What held the programme of often very short pieces together was the thoughtful, meditative quality of much of the music, with both the orchestra and James McVinnie at the organ not afraid of maintaining intimate, hushed sounds which drew the audience’s rapt attention. However McVinnie conjured the Splendour of God in Messiaen’s Méditation V Dieu est immense from his Méditations sur le Mystère de la Sainte-Trinité with full force, sending biting chords reverberating round the Albert Hall’s generous acoustic.

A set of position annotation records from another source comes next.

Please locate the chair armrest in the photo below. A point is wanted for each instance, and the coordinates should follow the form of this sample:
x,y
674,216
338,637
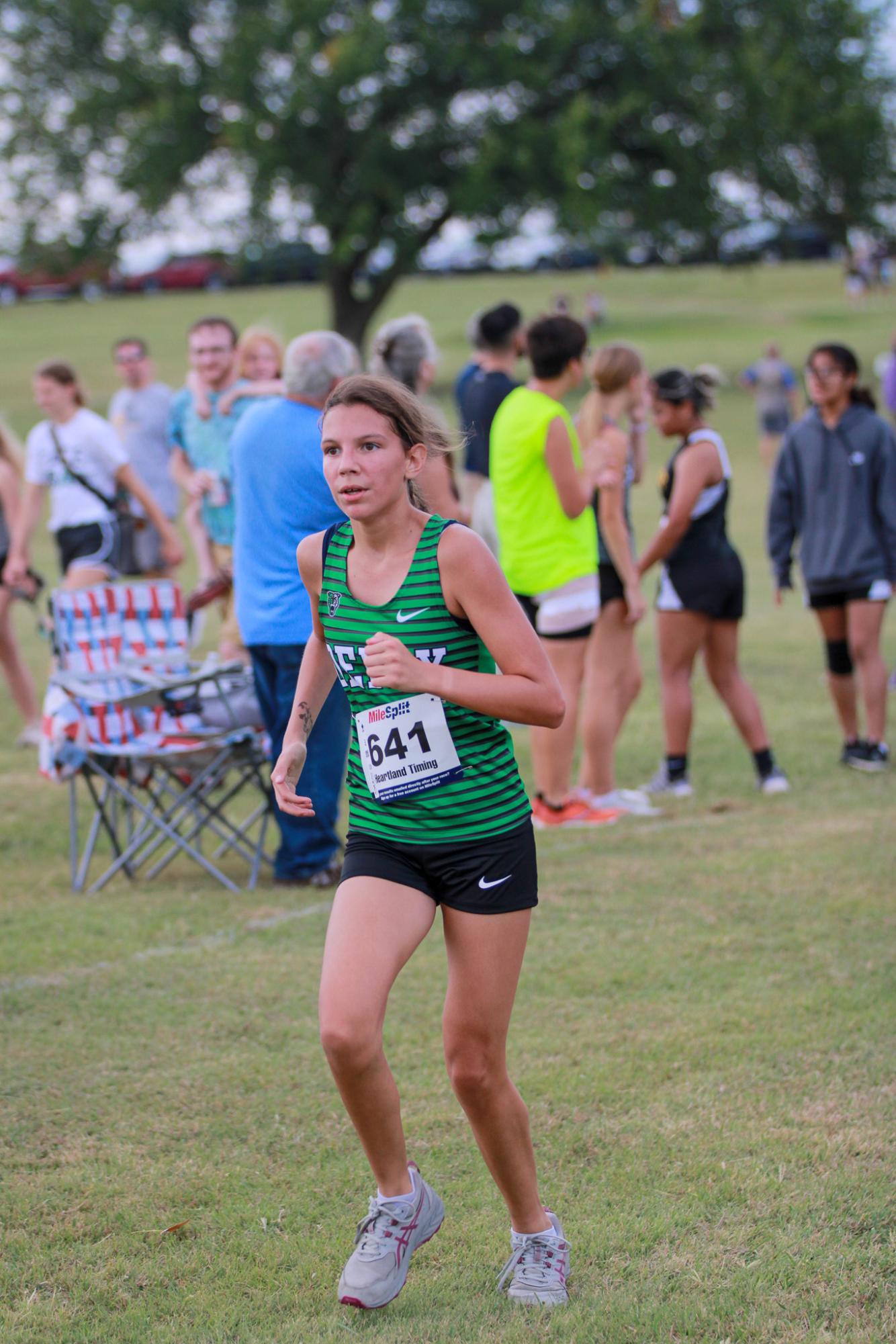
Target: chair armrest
x,y
95,688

There was a certain link throughout in the inspiration that composers have taken from birds and birdsong, not just famously for Messiaen, but also in Jóhann Jóhannsson’s A Sparrow Alighted Upon Our Shoulder, and in one of the most substantial pieces of the evening, Einojuhani Rautavaara’s Cantus arcticus, written in 1972. A concerto for birds and orchestra, it sets Rautavaara’s own recordings of arctic marshland birds – including the majestic whooper swans of the high Arctic – against transparent and expressive string and wind writing, a hymn to the wild natural world following in the footsteps of Sibelius.